Weshalb ein Texter kein Ingenieur sein muss
Die Frage taucht immer wieder auf, wenn ich über Maschinen oder andere technische Systemen schreiben soll und meine Antwort stellt nicht immer zufrieden: Nein, ich habe nicht Maschinenbau studiert. Nein, ich habe auch kein Informatik-Studium. Nein, Germanistik war auch nie mein Schwerpunkt. Ich habe Marketing studiert und mache seit drei Jahrzehnten nichts anderes als Marketing-Kommunikation.

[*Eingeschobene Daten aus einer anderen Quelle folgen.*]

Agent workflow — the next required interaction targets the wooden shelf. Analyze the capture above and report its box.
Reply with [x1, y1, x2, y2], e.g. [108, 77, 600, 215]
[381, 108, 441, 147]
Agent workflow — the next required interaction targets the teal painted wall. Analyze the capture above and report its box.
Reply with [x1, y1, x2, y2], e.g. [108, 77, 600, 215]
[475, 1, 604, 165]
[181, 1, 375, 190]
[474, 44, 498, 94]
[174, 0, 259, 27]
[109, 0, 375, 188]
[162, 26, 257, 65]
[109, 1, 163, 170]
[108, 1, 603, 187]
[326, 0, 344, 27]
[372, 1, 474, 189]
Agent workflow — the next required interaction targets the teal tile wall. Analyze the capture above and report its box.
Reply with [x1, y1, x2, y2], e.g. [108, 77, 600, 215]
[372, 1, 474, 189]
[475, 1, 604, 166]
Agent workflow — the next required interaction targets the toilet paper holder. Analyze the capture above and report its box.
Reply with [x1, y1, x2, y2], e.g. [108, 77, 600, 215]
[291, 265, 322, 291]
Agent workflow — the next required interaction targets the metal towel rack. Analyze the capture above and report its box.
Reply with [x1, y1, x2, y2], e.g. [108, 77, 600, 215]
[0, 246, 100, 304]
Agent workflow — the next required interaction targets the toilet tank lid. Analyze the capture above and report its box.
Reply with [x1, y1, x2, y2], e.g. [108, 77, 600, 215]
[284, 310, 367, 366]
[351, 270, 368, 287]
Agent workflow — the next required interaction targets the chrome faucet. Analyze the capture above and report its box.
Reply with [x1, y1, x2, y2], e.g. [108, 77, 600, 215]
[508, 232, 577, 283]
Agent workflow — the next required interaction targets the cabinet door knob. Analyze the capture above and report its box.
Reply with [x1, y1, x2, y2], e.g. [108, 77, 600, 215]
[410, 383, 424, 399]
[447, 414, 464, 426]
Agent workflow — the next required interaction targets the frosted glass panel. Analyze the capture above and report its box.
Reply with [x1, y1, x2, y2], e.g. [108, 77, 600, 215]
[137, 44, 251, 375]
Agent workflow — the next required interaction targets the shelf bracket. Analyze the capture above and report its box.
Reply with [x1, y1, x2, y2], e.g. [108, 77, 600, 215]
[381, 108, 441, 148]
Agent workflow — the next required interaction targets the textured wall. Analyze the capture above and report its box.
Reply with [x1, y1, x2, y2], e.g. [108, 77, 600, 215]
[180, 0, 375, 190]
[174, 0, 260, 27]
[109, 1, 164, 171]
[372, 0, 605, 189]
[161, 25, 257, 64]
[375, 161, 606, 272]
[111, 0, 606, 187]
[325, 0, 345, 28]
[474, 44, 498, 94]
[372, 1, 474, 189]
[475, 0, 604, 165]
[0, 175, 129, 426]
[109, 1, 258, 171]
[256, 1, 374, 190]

Trotzdem habe ich schon seitenlange White Paper getextet. Über Data Mining zum Beispiel. Oder über ganz spezielle Themen wie eigensichere Feldbus-Barrieren für den Ex-Bereich, Dynamic Arc Recognition and Termination und das Fieldbus Intrinsically Safe Concept. Das sagt Ihnen alles nichts? Dann geht es Ihnen genauso, wie es mir anfangs ging. Aber was man nicht weiß, kann man sich anlesen und was man nicht versteht, kann man sich erklären lassen. Dabei sind Entwicklungsingenieure eine unerschöpfliche Wissensquelle und ohne ihre Unterstützung würde ich vermutlich keinen vernünftigen Text zustande bringen. Aber Ingenieure sind selten in der Lage, ihr Wissen so auszuformulieren, dass die Zielgruppe versteht, worum es eigentlich geht. Und sie sind für technische Abhandlungen bekannt, bei denen man erst die Seite 23 gelesen haben muss, um die Seite 3 zu verstehen.
„Ich habe Ihren Text meiner Frau gegeben,“ schrieb mir einmal einer dieser Ingenieure und ergänzte: „Jetzt hat sie zumindest eine ganz gute Vorstellung davon, was ich den ganzen Tag so mache.“ Mich freute diese Reaktion, denn gerade dieser Ingenieur war anfangs äußerst skeptisch, ob ich als Nichtfachmann überhaupt einen brauchbaren Text zustande bringen würde. Es ging dabei um eine neuartige Technologie und einen Artikel für ein angesehenes Branchenmagazin. Er hatte sich selbst schon daran versucht, aber die PR-Abteilung meinte, dass man das „so nicht rausgeben kann“. Also wurde ich angeheuert, um das unverständliche Insiderdeutsch in einen verständlichen Fachartikel zu verwandeln.
Vor allem für Hightech-Unternehmen dient Marketing-Kommunikation vor allem dazu, die Kluft zwischen dem Know-how des Unternehmens und dem deutlich niedrigeren Wissensstand des Kunden zu überbrücken. Es geht also darum, technische Inhalte und komplexe Zusammenhänge auf das Kenntnisniveau der Zielgruppe herunterzubrechen. Und es geht um die Kunst, den Leser einer Broschüre, einer Website oder eines Blogartikels gezielt bei seinem Problem abzuholen, um ihn dann Schritt für Schritt zur Lösung zu führen.
Das funktioniert nicht, wenn man ihn von oben herab mit Fachbegriffen zutextet, um vor allem die eigene Kompetenz zu dokumentieren. Das erfordert eine zielgruppengerechte Kommunikation, die aus der Interessenslage des Lesers heraus geschrieben ist. Und die darf sich nicht darin erschöpfen, Ehrfurcht vor den Leistungen des eigenen Unternehmens zu erzeugen. Sie muss vor allem die Fähigkeit und Bereitschaft vermitteln, zusammen mit dem Kunden an dessen Problemlösungen mitzuwirken.
Dabei funktionieren Texte im Sinne von „wir sind die Größten“ vielleicht in Amerika. Europäische Adressaten reagieren darauf eher allergisch. Vor allem im B2B-Bereich will man nämlich keine Werbetexte lesen, sondern möglichst konkrete über Vorteile und Lösungswege informiert werden. Erfolgreiche Unternehmenskommunikation im digitalen Umfeld setzt daher auf ein nahtloses Zusammenspiel zwischen klassischen Werbeformen, einer informativ gemachten Website und themenbezogenen Fachartikeln.
Das kann man natürlich auch mit Bordmitteln leisten, denn es gibt überall Menschen mit Schreibtalent. Aber die wissen selten, dass ein Text für eine Broschüre anders klingen muss als ein Artikel für einen Branchenblog. Und von SEO haben sie meist nur rudimentäre Kenntnisse. Umso schöner ist es, dass wir Menschen alle mit unterschiedlichen Fähigkeiten ausgestattet sind. Und dass wir uns herrlich ergänzen können, wenn Experten ihre Köpfe zusammenstecken und die richtigen Leute ein Team bilden.